The Government should broaden the terms of reference for its commission of inquiry into mother and baby homes to include state maternity hospitals and their role in private adoptions, a conference on adoption has heard.

Barry Roche

First published: Sun, Sep 7, 2014, 14:47

The Government should broaden the terms of reference for its commission of inquiry into mother and baby homes to include state maternity hospitals and their role in private adoptions, a conference on adoption has heard.

Susan Lohan, Co-Founder of the Adoption Rights Alliance, said that the terms of reference outlined in the briefing document for the commission of inquiry suggested it was going to take the narrowest possible approach which would not provide a full and proper picture of forced adoptions in Ireland.

“We would like to see a full investigation into everything that happened in every institution, be it mother and baby home, county home or a state maternity hospital such as Holles Street in Dublin or the Erinville in Cork or elsewhere around the country.

“Some of these state maternity hospitals actually had separate wards for unmarried mothers, where social workers, particularly from the church run adoption agencies, had free rein to go in and procure children for adoption so we need to look at all of that,” she said.

Ms Lohan was speaking at conference entitled “Redefining Adoption in a New Era: Opportunities and Challenges for Adoption Law and Social Work Practice,” jointly hosted by the Faculty of Law and the School of Applied Social Studies at University College Cork.

The conference, which was organised by Dr Aisling Parkes of the Faculty of Law and Dr Simone McCaughren of the School of Applied Social Studies, also heard from Rhoda MacManus of Adoption Loss, a support group for parents who have lost children to adoption.

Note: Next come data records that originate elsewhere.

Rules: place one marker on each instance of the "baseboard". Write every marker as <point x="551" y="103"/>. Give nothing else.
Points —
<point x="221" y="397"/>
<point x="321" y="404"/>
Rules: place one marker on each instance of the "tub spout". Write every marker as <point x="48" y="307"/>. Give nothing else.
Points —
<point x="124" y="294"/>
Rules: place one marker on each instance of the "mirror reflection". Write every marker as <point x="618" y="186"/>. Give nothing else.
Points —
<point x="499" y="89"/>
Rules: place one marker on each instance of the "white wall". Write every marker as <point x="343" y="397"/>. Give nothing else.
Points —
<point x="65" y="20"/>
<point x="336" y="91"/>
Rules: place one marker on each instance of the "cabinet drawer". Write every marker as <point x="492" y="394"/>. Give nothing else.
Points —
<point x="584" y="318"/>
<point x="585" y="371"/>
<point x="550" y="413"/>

Ms MacManus told the conference, attended by over 150 people, that Adoption Loss was set up in 1998 by women who had all completed a Barnados course for parents preparing for a reunion with the child they had given up for adoption.

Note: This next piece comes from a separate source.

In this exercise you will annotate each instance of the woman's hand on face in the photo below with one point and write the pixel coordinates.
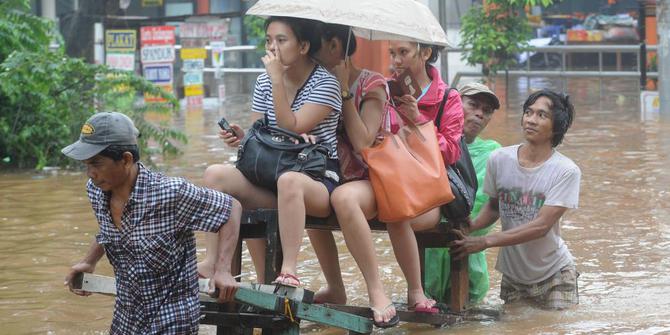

“We would contend that the best way for women who have lost children to adoption is for them to talk to other natural mothers, who have been through the experience and come out the other side, and that is why we set up the organisation,” she explained.

The Barnados course, which is held twice a year, gave each woman a chance to tell her story in sequence, perhaps starting with the relationship that they had with their child’s father, learning they were pregnant and who they told and how the issue of adoption was then raised with them.

“They can discuss whether adoption was something that was sprung on them and where they were when they were parted from their child and what has happened to them since - we’ve heard so many stories from so many women from many different backgrounds,” she said

Ms MacManus rejected the term ‘birth mother’ to describe a woman who had given up her child for adoption as she said it didn’t reflect their relationship with their child and they were much more comfortable with being described as ‘natural’ mothers.

“We contend that it is an insult and inaccurate for us to be considered birth mothers because it reduces us to a definition that the only important connection with our children is the few hours of their birth,” she said.

“We can say that the last thing our children want us to do when we meet them in the re-union is to describe the birth process, they don’t ask how many hours it lasted or anything like that - they want to know everything else except that so we reject that term ‘birth mothers’ and we want people to stop using it.”